The OED differentiates between the secret, private, hitherto unpublished story, the short telling incident or interesting account (“sometimes with implications of superficiality or unreliability”) (1718), and, in art, the small narrative incident (1867). Edmund Burke was an early adopter (in print) of the term in his treatise, Observations on a Late State of the Nation (1769).
This collaborative approach could help build a comprehensive database of anecdotal value across industries and contexts. By gathering empirical evidence from diverse settings, we can refine the model's parameters, adjust its weightings, and develop more nuanced understanding of how stories create and maintain value in different environments.
Simply cut and paste this into your AI asking for a valuable anecdote
Anecdotal Value (AV) = [(U × P)/Pr + (T × A)/S]/2 × (1 - e^(-λ(t + E + Rext))) × Qb × Cf
Where
U: Unexpectedness (1–10): How surprising the anecdote is.
P: Prominence (1–10): Importance or stature of figures in the story.
Pr: Prurience (1–10): Sensational or provocative elements. Higher values dilute credibility.
T: Tellability (1–10): Ease of retelling and engaging listeners.
A: Attractiveness (1–10): Emotional or intellectual appeal.
S: Simplicity (1–10): How easy it is to understand.
λ: Decay rate (e.g., 0.1–0.3): Reflects how quickly the story loses relevance.
t: Time elapsed (in years or months since the story began circulating).
E: External triggers (e.g., media attention or significant events boosting the anecdote’s relevance).
Rext : External reinforcement (e.g., related stories keeping it alive).
Qb: Represents measurable direct or indirect value from the anecdote (
Cf : Adjusts for cultural, industry, or situational relevance. A multiplier (e.g., 0.8–1.5)

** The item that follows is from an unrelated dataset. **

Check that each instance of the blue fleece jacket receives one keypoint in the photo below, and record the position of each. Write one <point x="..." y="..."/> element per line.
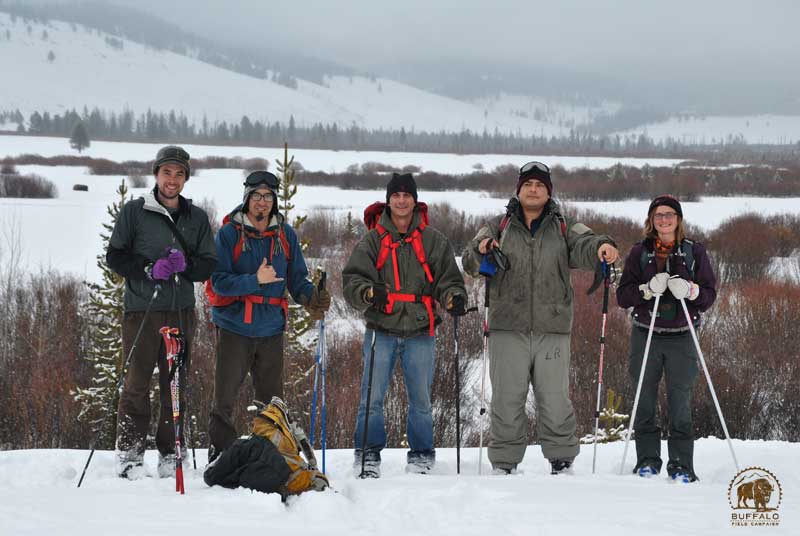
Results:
<point x="239" y="278"/>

I'm working on the formula piece. Regarding a capitalization of anecdotal value, a person, organization, brand can increase value through many positive anecdotes. A very tangible example is Eric Jackson , who you could say built his company on anecdotes (Jackson kayak... he since formed Apex Kayak). He not only had many himself, he got oit there, organized clinics around the nation and engaged with the customer community. I attended one of these in Franklin NH organized by a local dealer. He listened to his customer's stories. I heard from an instructor who was also a competition Kayaker who influenced a design feature. I ran across this post from a few days ago as one example out of a lifetime. https://www.facebook.com/share/p/15boRGFJnZ/
Thinking more about this essay, which is really good, especially the equation, and thinking it's a brilliant way to craft a way to see memetic fitness if a piece of information to go through the information network (https://www.strangeloopcanon.com/p/seeing-like-a-network).
Some memes narrative force that makes them “stickier” in a dense environment where competition for attention is fierce, and dense networks will have breakouts. The equationcan be as a formalized measure of a piece of information’s virulence.